Anoma Wijewardene (අනෝමා විජයවර්ධන) is a Sri Lankan contemporary artist. Wijewardene's paintings and installations reflect themes of sustainability, diversity and peace. She has held exhibitions around the world, including Venice, London, Sydney, Dubai, New Delhi, Hong Kong, Maldives and Colombo.

== Early life ==
Wijewardene is the daughter of Sri Lankan agricultural engineer Ray Wijewardene, who represented Ceylon at the 1968 Summer Olympics in sailing. She has two younger sisters: Roshni and Mandy.

She spent most of her early life in Sri Lanka before attending school in India at age 16. Wijewardene then moved to England, where she graduated in art and design from Central Saint Martins College.

In 1984, Wijewardene married David Beatty, 3rd Earl Beatty.

== Career ==

In 2016, Wijewardene represented Sri Lanka in the exhibition "One Belt, One Road", organised by the gallery Sotheby's Hong Kong. She showcased her work, "Kintsugi", at the European Cultural Centre at the Palazzo Bembo during the 58th Venice Biennale.

In 2019, Wijewardene released the monograph ANOMA at Central Saint Martins, London, on International Women’s Day 2019. The book is a retrospective collection of her life and career in art over the years.

Wijewardene was among four South Asian representatives, including artists from India and Pakistan to participate in an exhibition entitled "In the Fore" in 2009, which was held at The Noble Sage in North London. She contributed eight works on the theme of power.

Wijewardene studied and worked in the UK for thirty years as a designer and artist.

She held solo and group exhibitions in Colombo, London, Kuala Lumpur, Sydney and Singapore. She created solo exhibitions in gallery stores including Wright and Teague in London, The One and Only in Maldives, Stellar Downer Gallery in Sydney, Gallery Taksu in Kuala Lumpur, Art Heritage in New Delhi, and Paradise Road Gallery and Barefoot Gallery in Sri Lanka.
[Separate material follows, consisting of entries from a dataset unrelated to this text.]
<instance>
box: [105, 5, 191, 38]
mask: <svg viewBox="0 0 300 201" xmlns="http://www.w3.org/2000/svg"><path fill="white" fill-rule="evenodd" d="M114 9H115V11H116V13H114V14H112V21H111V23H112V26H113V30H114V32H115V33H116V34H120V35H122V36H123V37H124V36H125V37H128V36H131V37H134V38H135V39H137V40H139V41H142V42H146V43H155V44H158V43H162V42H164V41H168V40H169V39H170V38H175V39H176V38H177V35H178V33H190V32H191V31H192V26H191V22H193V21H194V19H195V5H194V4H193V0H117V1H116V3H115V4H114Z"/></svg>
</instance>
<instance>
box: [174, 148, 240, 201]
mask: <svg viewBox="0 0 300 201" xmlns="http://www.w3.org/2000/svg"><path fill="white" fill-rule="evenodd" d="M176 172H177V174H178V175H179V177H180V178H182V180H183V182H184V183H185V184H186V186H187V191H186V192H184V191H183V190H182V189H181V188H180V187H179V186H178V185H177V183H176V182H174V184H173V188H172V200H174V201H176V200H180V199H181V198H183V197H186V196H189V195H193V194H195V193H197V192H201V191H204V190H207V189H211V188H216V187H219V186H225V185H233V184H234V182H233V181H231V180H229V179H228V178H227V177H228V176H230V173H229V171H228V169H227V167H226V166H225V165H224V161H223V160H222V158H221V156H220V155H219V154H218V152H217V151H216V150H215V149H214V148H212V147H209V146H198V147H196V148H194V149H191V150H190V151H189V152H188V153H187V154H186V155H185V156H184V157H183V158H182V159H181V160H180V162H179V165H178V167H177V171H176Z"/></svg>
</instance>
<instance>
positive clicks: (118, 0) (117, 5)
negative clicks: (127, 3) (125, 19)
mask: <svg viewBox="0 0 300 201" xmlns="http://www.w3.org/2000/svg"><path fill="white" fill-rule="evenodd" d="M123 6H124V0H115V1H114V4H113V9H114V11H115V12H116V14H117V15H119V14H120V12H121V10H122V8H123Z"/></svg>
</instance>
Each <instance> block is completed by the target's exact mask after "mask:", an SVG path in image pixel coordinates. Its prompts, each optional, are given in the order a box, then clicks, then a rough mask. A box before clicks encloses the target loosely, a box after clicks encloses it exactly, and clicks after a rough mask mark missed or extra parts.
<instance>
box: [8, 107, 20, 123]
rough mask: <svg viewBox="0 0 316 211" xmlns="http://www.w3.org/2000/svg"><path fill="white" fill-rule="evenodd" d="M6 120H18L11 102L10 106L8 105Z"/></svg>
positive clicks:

She worked with Sri Lankan poet Ramya Jirasinghe on notable exhibitions such as Deliverance and EarthLines in 2012 and 2016 respectively. Her first major solo exhibition was Quest in 2006, which was a trilingual exhibition that featured a video installation and the use of digital technology as a medium. The primary source material for the exhibition were photographs that were taken in Jaffna, Colombo, along the A9 highway which connects the city of Kandy with Jaffna, and in tsunami-affected areas in the south of Sri Lanka.

Wijewardene worked as a designer for several years in the UK, and her designs were featured on the cover of Vogue. Her clients include Yves St Laurent, Pierre Cardin, Calvin Klein and Ralph Lauren.